Anywhere it says 'address', any name from the data section or symbol table should be permitted in its place as well.
| Instruction | Arguments | Notes |
|---|---|---|
| nop | none | does nothing. |
| li | dst ra, 16 bit constant | set the lower 16 bits of given register ra to a 16 bit constant. |
| lui | dst ra, 16 bit constant | set the upper 16 bits of given register ra to a 16 bit constant. |
| lwa | dst ra, 16 bit address | load a 32 bit word to ra from a constant memory address |
| lvr | dst ra, src rb, 8 bit constant N | load an N-byte chunk (values 1, 2, and 4 are defined behavior) to ra from a memory address stored in rb |
| lwr | dst ra, src rb | load a 32 bit word to ra from a memory address stored in rb |
| swa | dst ra, 16 bit address | stores a 32 bit word from ra to a constant memory address |
| svr | dst ra, adr rb, 8 bit constant N | stores an N-byte chunk (values 1, 2, and 4 are defined behavior) to a memory address stored in rb, from ra |
| swr | dst ra, adr rb | load a 32 bit word from ra to a memory address stored in rb |
| mov | dst ra, src rb | copy the value from rb into ra |
| add | dst ra, arg rb, arg rc | ra = rb + rc |
| sub | dst ra, arg rb, arg rc | ra = rb - rc |
| mul | dst ra, arg rb, arg rc | ra = rb * rc |
| div | dst ra, arg rb, arg rc | ra = rb / rc |
| mod | dst ra, arg rb, arg rc | ra = rb % rc |
| and | dst ra, arg rb, arg rc | ra = rb & rc |
| or | dst ra, arg rb, arg rc | ra = rb | rc |
| xor | dst ra, arg rb, arg rc | ra = rb ^ rc |
| not | dst ra, src rb | ra = ~rb |
| shl | dst ra, arg rb, arg rc | ra = rb << rc |
| shr | dst ra, arg rb, arg rc | ra = rb >> rc |
| eq | dst ra, arg rb, arg rc | ra = 1 if rb == rc, ra = 0 if not |
| neq | dst ra, arg rb, arg rc | ra = 1 if rb != rc, ra = 0 if not |
| ltu | dst ra, arg rb, arg rc | ra = 1 if rb < rc, ra = 0 if not |
| lts | dst ra, arg rb, arg rc | ra = 1 if rb < rc, ra = 0 if not |
| lteu | dst ra, arg rb, arg rc | ra = 1 if rb <= rc, ra = 0 if not |
| ltes | dst ra, arg rb, arg rc | ra = 1 if rb <= rc, ra = 0 if not |
| jmp | 16 bit signed constant | relative to the next instruction, add signed constant to program counter |
| jmpz | arg ra, 16 bit signed constant | if ra == 0, relative to the next instruction, add signed constant to program counter |
| jmpnz | arg ra, 16 bit signed constant | if ra != 0, relative to the next instruction, add signed constant to program counter |
| mark | name | syntactic sugar. defines a call-able name for the next instruction in the program. |
| call | 24 bit address | set program counter to a given value, and push the address of the next instruction to the callstack. |
| kcall | 24 bit address | drop out of program and call a system function from the symbol table, defined by runtime implementation. consider at least r0 clobbered after this, and be wary of accessing pre-call values |
| ret | none | pop the callstack, program counter returns to pre-call function |
| halt | none | stop the program entirely |
Bytecode has 32 bit instructions, in format [opcode, data byte 1, data byte 2, data byte 3]. All data is LE, therefore a 24 bit integer 0xABCDEF would be stored as [opcode, EF, CD, AB]. This means, on little endian systems (pretty much every target this is intended for) a struct that describes an instruction should be formatted as such (this is pseudocode);
struct inst {
u8 data[3]
u8 opcode
}
If you somehow end up working with the bytecode itself, I assume you can read code and will end up browsing this project anyways. I'm not going to list every instruction here, because that would be a lot more typing than I'd like. Please see src/mbnwrite.cpp or src/mbnemu.cpp for reference.

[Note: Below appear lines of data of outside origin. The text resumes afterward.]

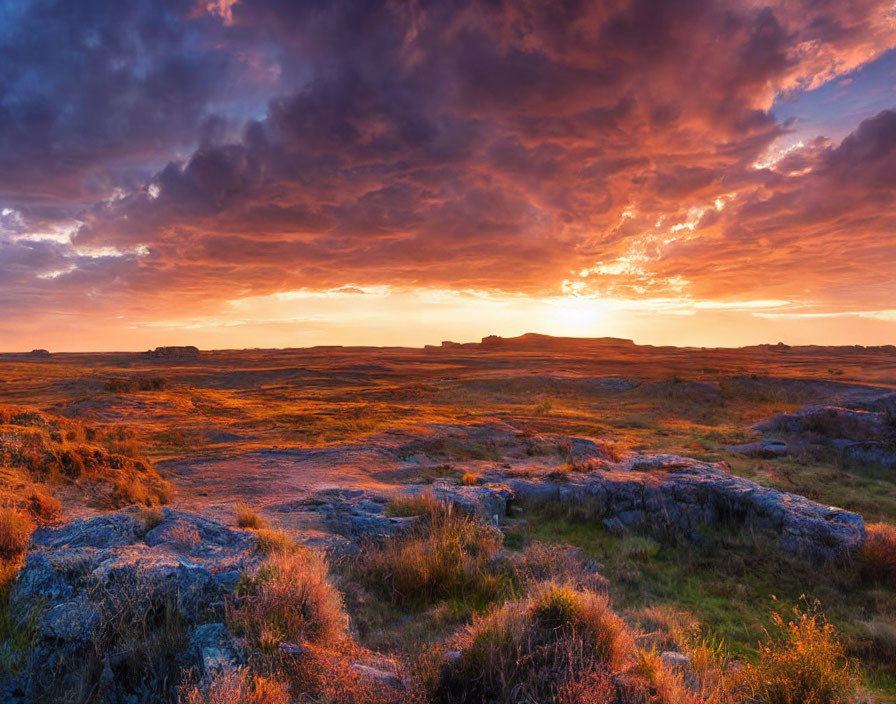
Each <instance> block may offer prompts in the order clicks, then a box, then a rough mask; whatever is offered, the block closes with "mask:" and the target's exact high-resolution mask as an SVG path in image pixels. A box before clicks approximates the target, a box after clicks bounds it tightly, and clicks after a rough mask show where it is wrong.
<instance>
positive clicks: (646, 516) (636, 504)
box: [504, 455, 865, 561]
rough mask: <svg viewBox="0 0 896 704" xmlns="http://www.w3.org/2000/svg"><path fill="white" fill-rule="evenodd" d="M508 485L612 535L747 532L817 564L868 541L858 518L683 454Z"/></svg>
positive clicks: (851, 551) (515, 490)
mask: <svg viewBox="0 0 896 704" xmlns="http://www.w3.org/2000/svg"><path fill="white" fill-rule="evenodd" d="M504 483H505V484H506V485H507V486H508V487H509V488H510V489H512V490H513V492H514V500H515V501H518V502H528V503H536V504H539V503H540V504H543V503H546V502H558V503H562V504H566V505H568V506H570V507H571V508H573V509H576V508H577V507H578V508H584V509H585V510H584V513H586V514H587V515H589V516H593V517H595V519H596V520H601V521H602V522H603V523H604V525H605V526H607V527H608V528H610V529H616V530H620V529H622V530H624V529H626V528H628V527H632V526H639V527H643V528H645V529H648V530H650V531H652V532H655V533H657V534H659V535H661V536H680V537H684V538H687V539H691V540H695V541H699V540H700V531H701V529H703V528H706V527H709V526H716V525H724V526H731V527H734V528H738V527H744V528H748V529H750V530H753V531H755V532H757V533H762V534H765V535H768V536H769V537H771V538H772V539H774V540H775V541H776V542H777V543H778V545H779V546H780V548H781V549H782V550H784V551H786V552H788V553H792V554H797V555H803V556H806V557H808V558H809V559H812V560H814V561H826V560H830V559H834V558H836V557H839V556H842V555H845V554H849V553H852V552H854V551H855V550H857V549H858V548H860V547H861V546H862V544H863V542H864V539H865V526H864V522H863V520H862V517H861V516H859V515H857V514H855V513H850V512H848V511H844V510H842V509H839V508H835V507H831V506H822V505H821V504H817V503H815V502H813V501H810V500H808V499H806V498H804V497H802V496H797V495H795V494H788V493H786V492H780V491H776V490H774V489H769V488H767V487H763V486H760V485H759V484H757V483H755V482H752V481H750V480H748V479H743V478H742V477H736V476H734V475H732V474H731V473H729V472H728V471H727V468H726V466H725V465H724V464H723V463H706V462H699V461H697V460H692V459H688V458H683V457H678V456H675V455H656V456H650V457H640V456H639V457H634V458H631V459H629V460H627V461H626V462H624V463H620V465H618V467H617V468H616V469H615V470H613V471H600V472H590V473H585V474H573V473H570V474H569V475H568V476H566V477H565V478H564V480H563V481H554V480H549V479H545V478H542V479H525V478H512V477H508V478H506V479H504Z"/></svg>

As previously noted, your implementation may define a power-of-two modulo on register addresses. The amount of registers you support certainly does not need to be 256, but I would argue limiting it to 32 is reasonable and 16 is aggressive, and may limit support. If you are developing a compiler for some language to run on membrane, please limit your register usage by default and consider emitting a warning if an expression somehow requires more than 128 registers to evalute.
I need to find time to write this section of the readme, however in the time being you may find src/mbnemu.cpp and src/mbnemu.h helpful.